Beefy Boxes and Bandwidth Generously Provided by pair Networks
P is for Practical
 
PerlMonks  

Re: Re: A short meditation about hash search performance

by pg (Canon)
on Nov 15, 2003 at 21:47 UTC ( #307387=note: print w/ replies, xml ) Need Help??


in reply to Re: A short meditation about hash search performance
in thread A short meditation about hash search performance

Thanks liz for the add-on information.

This surely shortens the length of the longer queue(s), if it kicks in at the right time. So what it says is that the chance run into the worst analysis I given, is probably reduced.

However this does not affect the analysis on average performance.

And still O(1) is not reachable, unless each element resolve a unique key ;-) (If that's the case, the document liz provided shall not be there, as the queue length would always be 1, and there is no need to shorten it. The fact there is such piece of info there, clearly indicates the opposite.)

Update:

Have read liz's reply and her update, especially her update, yes, I agree that Perl must only kick in the rehash base on certain carefully calculated justification, considering the cost of the re-hash.

The interesting and myterous part is what that justification is...(in a private chatting, liz pointed me to hv.c and HV_MAX_LENGTH_BEFORE_SPLIT)


Comment on Re: Re: A short meditation about hash search performance
Re: Re: Re: A short meditation about hash search performance
by liz (Monsignor) on Nov 15, 2003 at 21:57 UTC
    So what it says is that the chance run into the worst analysis I given, is probably reduced.

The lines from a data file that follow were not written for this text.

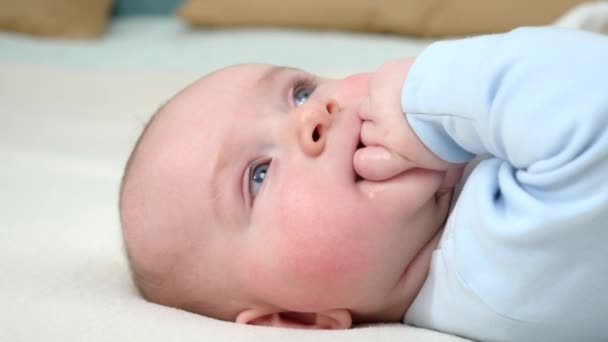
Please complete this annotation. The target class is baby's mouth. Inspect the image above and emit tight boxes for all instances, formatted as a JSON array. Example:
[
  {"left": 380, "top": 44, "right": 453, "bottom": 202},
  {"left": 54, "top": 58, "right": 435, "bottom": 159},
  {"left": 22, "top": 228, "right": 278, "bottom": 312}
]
[{"left": 353, "top": 140, "right": 365, "bottom": 183}]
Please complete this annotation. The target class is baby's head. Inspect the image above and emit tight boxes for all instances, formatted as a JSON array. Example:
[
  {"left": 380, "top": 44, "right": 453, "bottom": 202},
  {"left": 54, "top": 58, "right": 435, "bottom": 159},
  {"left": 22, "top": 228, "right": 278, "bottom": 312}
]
[{"left": 120, "top": 65, "right": 456, "bottom": 328}]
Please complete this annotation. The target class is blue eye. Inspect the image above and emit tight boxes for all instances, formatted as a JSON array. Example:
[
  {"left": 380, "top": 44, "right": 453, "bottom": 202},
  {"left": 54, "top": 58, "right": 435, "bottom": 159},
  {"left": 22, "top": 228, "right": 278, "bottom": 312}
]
[
  {"left": 293, "top": 88, "right": 313, "bottom": 107},
  {"left": 249, "top": 161, "right": 270, "bottom": 197}
]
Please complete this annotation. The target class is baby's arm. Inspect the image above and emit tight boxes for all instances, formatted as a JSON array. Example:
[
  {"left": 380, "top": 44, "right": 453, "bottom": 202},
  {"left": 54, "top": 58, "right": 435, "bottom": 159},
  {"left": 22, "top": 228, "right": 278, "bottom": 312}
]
[{"left": 402, "top": 28, "right": 608, "bottom": 340}]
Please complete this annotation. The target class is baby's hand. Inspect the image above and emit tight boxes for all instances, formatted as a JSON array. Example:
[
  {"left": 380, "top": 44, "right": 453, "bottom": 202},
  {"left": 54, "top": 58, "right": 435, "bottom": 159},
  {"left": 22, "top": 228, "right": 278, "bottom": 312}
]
[{"left": 354, "top": 58, "right": 450, "bottom": 181}]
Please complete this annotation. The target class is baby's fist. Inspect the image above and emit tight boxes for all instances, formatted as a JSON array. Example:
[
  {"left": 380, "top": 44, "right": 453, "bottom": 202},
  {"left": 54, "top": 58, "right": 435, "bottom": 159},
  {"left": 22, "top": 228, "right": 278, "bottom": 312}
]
[{"left": 354, "top": 58, "right": 449, "bottom": 180}]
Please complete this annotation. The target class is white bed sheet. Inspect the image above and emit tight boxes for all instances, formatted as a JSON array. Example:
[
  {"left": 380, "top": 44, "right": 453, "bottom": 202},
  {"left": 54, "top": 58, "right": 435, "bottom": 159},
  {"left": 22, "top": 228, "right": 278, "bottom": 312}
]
[{"left": 0, "top": 19, "right": 470, "bottom": 341}]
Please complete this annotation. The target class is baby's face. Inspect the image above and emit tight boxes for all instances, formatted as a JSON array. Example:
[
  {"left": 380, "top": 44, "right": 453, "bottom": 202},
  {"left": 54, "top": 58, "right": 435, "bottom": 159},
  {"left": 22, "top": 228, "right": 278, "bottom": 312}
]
[{"left": 125, "top": 65, "right": 456, "bottom": 321}]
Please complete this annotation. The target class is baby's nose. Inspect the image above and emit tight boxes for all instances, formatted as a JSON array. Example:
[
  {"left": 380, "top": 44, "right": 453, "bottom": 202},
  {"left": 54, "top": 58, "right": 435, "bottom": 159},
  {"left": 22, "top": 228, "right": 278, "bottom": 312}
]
[{"left": 296, "top": 100, "right": 338, "bottom": 157}]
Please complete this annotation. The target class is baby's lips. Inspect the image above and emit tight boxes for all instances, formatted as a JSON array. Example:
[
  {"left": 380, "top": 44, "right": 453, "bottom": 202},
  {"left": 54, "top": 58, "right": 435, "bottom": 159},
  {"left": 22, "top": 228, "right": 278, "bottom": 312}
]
[{"left": 353, "top": 146, "right": 416, "bottom": 181}]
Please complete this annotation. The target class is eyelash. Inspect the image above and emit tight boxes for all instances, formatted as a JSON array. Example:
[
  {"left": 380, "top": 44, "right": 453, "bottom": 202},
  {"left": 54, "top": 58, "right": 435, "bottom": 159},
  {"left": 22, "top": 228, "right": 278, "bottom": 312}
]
[{"left": 289, "top": 72, "right": 317, "bottom": 104}]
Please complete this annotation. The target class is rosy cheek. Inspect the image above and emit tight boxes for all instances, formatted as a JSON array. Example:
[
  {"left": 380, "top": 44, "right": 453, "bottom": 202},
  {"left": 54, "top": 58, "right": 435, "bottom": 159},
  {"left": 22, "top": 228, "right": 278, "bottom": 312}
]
[{"left": 277, "top": 186, "right": 371, "bottom": 292}]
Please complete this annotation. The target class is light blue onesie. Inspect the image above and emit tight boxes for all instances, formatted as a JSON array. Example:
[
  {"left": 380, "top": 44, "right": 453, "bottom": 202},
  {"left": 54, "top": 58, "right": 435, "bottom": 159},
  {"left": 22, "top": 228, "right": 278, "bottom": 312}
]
[{"left": 402, "top": 28, "right": 608, "bottom": 341}]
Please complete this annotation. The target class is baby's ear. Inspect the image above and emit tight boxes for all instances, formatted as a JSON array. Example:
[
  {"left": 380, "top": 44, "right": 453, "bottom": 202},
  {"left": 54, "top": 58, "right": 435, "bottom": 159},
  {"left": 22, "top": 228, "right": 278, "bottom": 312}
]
[{"left": 236, "top": 309, "right": 352, "bottom": 329}]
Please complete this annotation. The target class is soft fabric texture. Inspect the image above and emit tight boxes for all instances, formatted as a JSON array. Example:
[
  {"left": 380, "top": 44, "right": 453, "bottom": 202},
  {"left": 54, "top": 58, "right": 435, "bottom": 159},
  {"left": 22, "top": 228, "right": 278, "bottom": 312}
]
[
  {"left": 402, "top": 28, "right": 608, "bottom": 342},
  {"left": 0, "top": 0, "right": 112, "bottom": 38},
  {"left": 178, "top": 0, "right": 584, "bottom": 36}
]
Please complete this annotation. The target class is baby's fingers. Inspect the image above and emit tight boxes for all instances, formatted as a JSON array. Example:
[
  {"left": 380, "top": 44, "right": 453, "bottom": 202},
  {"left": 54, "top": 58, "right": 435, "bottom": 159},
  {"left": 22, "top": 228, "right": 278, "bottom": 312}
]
[{"left": 353, "top": 146, "right": 416, "bottom": 181}]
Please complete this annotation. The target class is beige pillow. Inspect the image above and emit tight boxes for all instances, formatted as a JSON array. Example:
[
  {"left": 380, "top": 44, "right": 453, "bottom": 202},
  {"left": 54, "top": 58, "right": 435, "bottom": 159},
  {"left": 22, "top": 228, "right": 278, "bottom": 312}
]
[
  {"left": 0, "top": 0, "right": 112, "bottom": 38},
  {"left": 178, "top": 0, "right": 584, "bottom": 36}
]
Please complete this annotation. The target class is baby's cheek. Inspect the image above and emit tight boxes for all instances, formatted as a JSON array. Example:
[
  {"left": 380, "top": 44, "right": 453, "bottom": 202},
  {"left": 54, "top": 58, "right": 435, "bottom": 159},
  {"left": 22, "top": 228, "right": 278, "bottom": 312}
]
[{"left": 278, "top": 198, "right": 371, "bottom": 295}]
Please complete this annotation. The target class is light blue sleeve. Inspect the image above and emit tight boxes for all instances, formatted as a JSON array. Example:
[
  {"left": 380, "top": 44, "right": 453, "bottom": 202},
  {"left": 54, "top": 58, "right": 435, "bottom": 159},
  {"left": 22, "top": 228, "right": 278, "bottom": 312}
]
[{"left": 402, "top": 28, "right": 608, "bottom": 340}]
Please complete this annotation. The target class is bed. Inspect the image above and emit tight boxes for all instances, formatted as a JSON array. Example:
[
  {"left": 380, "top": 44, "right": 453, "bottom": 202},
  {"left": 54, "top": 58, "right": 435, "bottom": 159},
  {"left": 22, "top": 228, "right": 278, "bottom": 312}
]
[
  {"left": 0, "top": 17, "right": 470, "bottom": 341},
  {"left": 0, "top": 4, "right": 604, "bottom": 342}
]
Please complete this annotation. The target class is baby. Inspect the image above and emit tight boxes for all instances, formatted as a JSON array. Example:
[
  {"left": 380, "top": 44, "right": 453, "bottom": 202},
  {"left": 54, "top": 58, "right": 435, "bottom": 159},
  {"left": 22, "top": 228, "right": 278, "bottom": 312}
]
[{"left": 120, "top": 28, "right": 608, "bottom": 341}]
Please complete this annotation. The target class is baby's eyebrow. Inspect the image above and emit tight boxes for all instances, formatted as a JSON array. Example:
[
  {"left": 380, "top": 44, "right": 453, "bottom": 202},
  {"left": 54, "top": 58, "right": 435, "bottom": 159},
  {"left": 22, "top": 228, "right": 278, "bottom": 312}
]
[{"left": 256, "top": 65, "right": 299, "bottom": 87}]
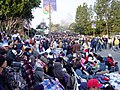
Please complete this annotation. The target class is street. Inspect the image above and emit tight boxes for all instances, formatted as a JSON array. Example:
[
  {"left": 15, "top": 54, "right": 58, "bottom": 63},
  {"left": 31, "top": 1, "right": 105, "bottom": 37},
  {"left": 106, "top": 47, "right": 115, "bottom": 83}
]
[{"left": 97, "top": 49, "right": 120, "bottom": 68}]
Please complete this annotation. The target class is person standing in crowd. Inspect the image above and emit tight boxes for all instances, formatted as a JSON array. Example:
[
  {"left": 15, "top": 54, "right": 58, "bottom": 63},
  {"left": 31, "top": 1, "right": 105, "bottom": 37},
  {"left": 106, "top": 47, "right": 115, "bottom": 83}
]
[
  {"left": 87, "top": 79, "right": 102, "bottom": 90},
  {"left": 0, "top": 55, "right": 7, "bottom": 90}
]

    Indeed. The impetus for the random key hashing scheme, was the potential for a DOS attack when a fixed key hashing scheme was used. So 5.8.1 introduced a random seed for hashing keys. However, for long running perl processes (think mod_perl), it was thinkable that the hash seed was "guessable" from performance of the program on various inputs. Since there was a binary compatibility issue as well, schemes were tried out to fix both.

    Once people realized you're really talking about a general performance issue, it started to make sense to make the algorithm self-adapting depending on the length of the lists of identical hash keys.

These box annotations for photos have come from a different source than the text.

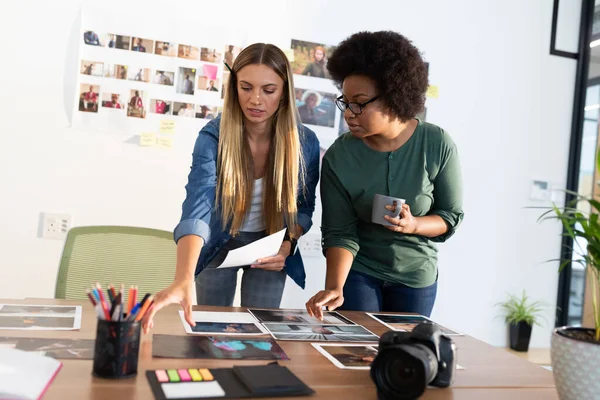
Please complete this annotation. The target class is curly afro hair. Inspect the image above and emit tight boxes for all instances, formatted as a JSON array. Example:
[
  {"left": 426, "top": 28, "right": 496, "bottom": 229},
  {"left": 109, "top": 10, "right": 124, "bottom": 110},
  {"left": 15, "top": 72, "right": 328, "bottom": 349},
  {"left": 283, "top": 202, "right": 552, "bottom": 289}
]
[{"left": 327, "top": 31, "right": 429, "bottom": 121}]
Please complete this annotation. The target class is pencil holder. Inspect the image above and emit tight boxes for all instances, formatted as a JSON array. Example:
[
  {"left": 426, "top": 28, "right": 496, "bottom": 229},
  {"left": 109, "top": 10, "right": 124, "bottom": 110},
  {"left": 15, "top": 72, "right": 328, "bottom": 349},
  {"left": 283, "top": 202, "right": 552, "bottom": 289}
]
[{"left": 93, "top": 319, "right": 141, "bottom": 379}]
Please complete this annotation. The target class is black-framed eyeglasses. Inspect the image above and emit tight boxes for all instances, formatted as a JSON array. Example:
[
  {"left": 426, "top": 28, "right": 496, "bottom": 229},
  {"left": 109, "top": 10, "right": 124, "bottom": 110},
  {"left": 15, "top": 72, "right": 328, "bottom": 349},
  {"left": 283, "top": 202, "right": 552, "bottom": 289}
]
[{"left": 335, "top": 96, "right": 379, "bottom": 115}]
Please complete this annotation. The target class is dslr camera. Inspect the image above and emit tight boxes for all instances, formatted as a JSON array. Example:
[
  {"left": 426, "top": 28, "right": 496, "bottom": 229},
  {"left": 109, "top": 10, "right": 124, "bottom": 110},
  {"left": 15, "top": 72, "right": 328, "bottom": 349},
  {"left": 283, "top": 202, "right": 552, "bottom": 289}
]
[{"left": 371, "top": 322, "right": 456, "bottom": 400}]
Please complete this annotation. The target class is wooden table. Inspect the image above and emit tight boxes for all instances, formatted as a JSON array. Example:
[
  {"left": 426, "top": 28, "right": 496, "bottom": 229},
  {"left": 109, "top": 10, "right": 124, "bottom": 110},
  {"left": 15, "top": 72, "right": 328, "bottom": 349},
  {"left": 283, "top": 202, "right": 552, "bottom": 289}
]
[{"left": 0, "top": 298, "right": 558, "bottom": 400}]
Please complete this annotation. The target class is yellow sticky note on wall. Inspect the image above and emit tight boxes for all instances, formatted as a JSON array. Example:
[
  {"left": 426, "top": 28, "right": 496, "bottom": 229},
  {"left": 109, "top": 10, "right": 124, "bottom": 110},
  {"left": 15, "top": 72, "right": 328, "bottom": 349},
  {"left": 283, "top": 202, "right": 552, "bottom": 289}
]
[
  {"left": 427, "top": 85, "right": 440, "bottom": 99},
  {"left": 283, "top": 49, "right": 294, "bottom": 62},
  {"left": 140, "top": 133, "right": 156, "bottom": 147},
  {"left": 158, "top": 137, "right": 173, "bottom": 148},
  {"left": 160, "top": 119, "right": 175, "bottom": 133}
]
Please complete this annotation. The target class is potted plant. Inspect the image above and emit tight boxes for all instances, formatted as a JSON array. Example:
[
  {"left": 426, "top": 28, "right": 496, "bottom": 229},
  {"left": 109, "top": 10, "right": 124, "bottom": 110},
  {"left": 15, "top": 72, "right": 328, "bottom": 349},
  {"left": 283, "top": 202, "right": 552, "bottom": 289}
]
[
  {"left": 539, "top": 155, "right": 600, "bottom": 400},
  {"left": 497, "top": 291, "right": 542, "bottom": 351}
]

    Abigail-II did a lot of benchmarking on it. Maybe Abigail-II would like to elaborate?

    Liz

    Update:
    (If that's the case, the document liz provided shall not be there, as the queue length would always be 1 ...

    A same hash key list length of 1 for all hash keys, would be optimal if there were no other "costs" involved. However, the re-hashing of existing keys is not something to be done lightly, especially if the number of existing keys is high. So you need to find the best possible combination of same hash key list length and re-hashing. In that respect, the ideal same hash key list length is not 1!

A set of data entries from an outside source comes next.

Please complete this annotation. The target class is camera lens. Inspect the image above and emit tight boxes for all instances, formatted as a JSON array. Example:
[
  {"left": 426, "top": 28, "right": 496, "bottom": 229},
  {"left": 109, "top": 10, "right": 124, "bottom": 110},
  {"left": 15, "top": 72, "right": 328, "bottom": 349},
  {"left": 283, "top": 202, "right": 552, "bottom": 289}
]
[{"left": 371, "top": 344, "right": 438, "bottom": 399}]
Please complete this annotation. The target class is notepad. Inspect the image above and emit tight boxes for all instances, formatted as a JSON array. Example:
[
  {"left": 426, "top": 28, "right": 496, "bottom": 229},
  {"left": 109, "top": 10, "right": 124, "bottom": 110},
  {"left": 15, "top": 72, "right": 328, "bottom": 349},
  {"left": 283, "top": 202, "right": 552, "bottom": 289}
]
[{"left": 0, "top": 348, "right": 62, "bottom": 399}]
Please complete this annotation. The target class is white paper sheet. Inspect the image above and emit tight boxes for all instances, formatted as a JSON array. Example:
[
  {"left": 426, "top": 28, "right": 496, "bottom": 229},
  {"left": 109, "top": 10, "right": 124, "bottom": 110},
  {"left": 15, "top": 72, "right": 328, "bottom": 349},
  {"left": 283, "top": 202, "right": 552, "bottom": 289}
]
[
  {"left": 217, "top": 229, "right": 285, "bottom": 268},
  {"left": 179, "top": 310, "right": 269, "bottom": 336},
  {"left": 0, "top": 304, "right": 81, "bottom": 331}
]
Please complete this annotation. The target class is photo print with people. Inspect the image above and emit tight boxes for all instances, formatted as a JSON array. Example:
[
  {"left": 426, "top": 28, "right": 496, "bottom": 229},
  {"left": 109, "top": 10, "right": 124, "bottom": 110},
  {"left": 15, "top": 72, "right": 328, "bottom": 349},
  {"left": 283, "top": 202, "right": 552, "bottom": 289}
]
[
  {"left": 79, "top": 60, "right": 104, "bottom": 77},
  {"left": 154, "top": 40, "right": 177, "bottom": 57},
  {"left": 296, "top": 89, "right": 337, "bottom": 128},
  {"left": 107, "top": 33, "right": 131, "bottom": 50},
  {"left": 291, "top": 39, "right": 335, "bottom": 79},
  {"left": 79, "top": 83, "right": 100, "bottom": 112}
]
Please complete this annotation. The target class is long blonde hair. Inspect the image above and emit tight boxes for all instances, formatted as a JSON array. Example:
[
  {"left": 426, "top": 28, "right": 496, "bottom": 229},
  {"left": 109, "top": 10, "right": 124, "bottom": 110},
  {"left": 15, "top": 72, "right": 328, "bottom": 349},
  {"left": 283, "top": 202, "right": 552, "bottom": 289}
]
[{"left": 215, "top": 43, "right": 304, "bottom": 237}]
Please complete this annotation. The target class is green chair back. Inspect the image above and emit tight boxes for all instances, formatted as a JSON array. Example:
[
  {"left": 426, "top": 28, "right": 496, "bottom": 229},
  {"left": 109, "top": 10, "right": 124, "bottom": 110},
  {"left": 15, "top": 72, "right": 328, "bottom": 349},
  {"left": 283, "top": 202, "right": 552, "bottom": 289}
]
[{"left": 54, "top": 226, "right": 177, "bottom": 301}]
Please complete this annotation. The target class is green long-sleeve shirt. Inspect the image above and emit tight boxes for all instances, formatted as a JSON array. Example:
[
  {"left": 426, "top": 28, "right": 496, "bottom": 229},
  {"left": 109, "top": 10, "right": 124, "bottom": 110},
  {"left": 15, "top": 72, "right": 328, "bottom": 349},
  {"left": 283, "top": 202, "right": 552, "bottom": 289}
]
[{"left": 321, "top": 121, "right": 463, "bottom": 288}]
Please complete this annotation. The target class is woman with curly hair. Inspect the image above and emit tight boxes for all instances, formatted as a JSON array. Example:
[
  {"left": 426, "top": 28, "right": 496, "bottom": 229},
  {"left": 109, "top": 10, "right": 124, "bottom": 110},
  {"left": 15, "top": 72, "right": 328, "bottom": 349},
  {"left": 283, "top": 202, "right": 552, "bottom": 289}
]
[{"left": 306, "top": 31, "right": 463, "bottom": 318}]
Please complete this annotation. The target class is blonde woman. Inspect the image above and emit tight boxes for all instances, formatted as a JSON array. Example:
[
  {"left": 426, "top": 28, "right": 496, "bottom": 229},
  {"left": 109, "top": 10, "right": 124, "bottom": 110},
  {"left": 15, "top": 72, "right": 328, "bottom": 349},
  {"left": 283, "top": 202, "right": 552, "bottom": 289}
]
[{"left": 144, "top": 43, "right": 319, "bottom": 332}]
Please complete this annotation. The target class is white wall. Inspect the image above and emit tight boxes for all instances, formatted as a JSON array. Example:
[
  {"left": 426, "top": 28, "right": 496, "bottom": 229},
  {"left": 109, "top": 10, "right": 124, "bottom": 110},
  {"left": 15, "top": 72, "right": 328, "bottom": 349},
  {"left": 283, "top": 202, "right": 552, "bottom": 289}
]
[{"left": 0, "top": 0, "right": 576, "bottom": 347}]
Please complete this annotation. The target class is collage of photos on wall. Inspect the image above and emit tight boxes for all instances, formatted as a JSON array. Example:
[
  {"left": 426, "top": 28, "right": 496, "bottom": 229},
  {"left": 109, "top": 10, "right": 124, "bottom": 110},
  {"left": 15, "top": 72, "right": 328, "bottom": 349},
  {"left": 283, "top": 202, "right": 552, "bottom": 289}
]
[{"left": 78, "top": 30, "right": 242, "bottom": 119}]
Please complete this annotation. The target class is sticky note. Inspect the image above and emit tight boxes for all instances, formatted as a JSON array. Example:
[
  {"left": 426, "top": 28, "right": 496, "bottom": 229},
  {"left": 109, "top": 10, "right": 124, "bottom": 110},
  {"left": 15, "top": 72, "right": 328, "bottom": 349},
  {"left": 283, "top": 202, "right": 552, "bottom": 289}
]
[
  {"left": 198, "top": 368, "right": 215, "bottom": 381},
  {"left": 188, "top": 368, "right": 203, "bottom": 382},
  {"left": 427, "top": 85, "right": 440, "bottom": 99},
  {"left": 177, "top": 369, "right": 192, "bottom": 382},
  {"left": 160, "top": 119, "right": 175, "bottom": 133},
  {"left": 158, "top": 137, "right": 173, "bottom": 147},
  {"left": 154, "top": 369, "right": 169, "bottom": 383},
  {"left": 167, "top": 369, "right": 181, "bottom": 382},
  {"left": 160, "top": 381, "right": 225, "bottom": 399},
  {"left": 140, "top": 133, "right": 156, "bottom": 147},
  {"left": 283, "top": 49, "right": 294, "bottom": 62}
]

      Abigail-II did a lot of benchmarking on it. Maybe Abigail-II would like to elaborate?
      The benchmark was fairly simply: take about million different words, insert them in a hash, measure how long it takes and what the average chain length is. They are all common words, it's the combination of various English wordlists I once grabbed from a puzzle site, and long list of Dutch words. No specially prepared input. The average chain length was 1.27 on 5.8.0, 5.8.1, 5.8.2-RC1 and 5.8.2-RC2. The only interesting thing was the time - it took about 17.5 seconds on 5.8.0, 5.8.1 and 5.8.2-RC2, and less almost 4 seconds less on 5.8.2-RC1.
      A same hash key list length of 1 for all hash keys, would be optimal if there were no other "costs" involved. However, the re-hashing of existing keys is not something to be done lightly, especially if the number of existing keys is high. So you need to find the best possible combination of same hash key list length and re-hashing. In that respect, the ideal same hash key list length is not 1!
      I do not agree with the latter conclusion. The best possible combination of max chain length and re-hashing depends on the ratio number of inserts vs number of queries (for the sake of simplicity, let's not consider deletes). The lower this ratio is (that is, the more queries you have), the more time you can spend on inserts to get a better overal performance. That is, if you have enough queries, it pays to have max chain length of 1.

      Abigail

Re: Re: Re: A short meditation about hash search performance
by Anonymous Monk on Nov 15, 2003 at 22:47 UTC

    Once again you have posted a meditation in which you have made claims about Perl performance which differs vastly from reality. Again, a little bit of research on your part would have revealed the re-hashing algorithm in place to deal with hash collisions. My suggestion for you is to read through the Perl source tree, before you post about perceived issues or dogma relating to Perl performance.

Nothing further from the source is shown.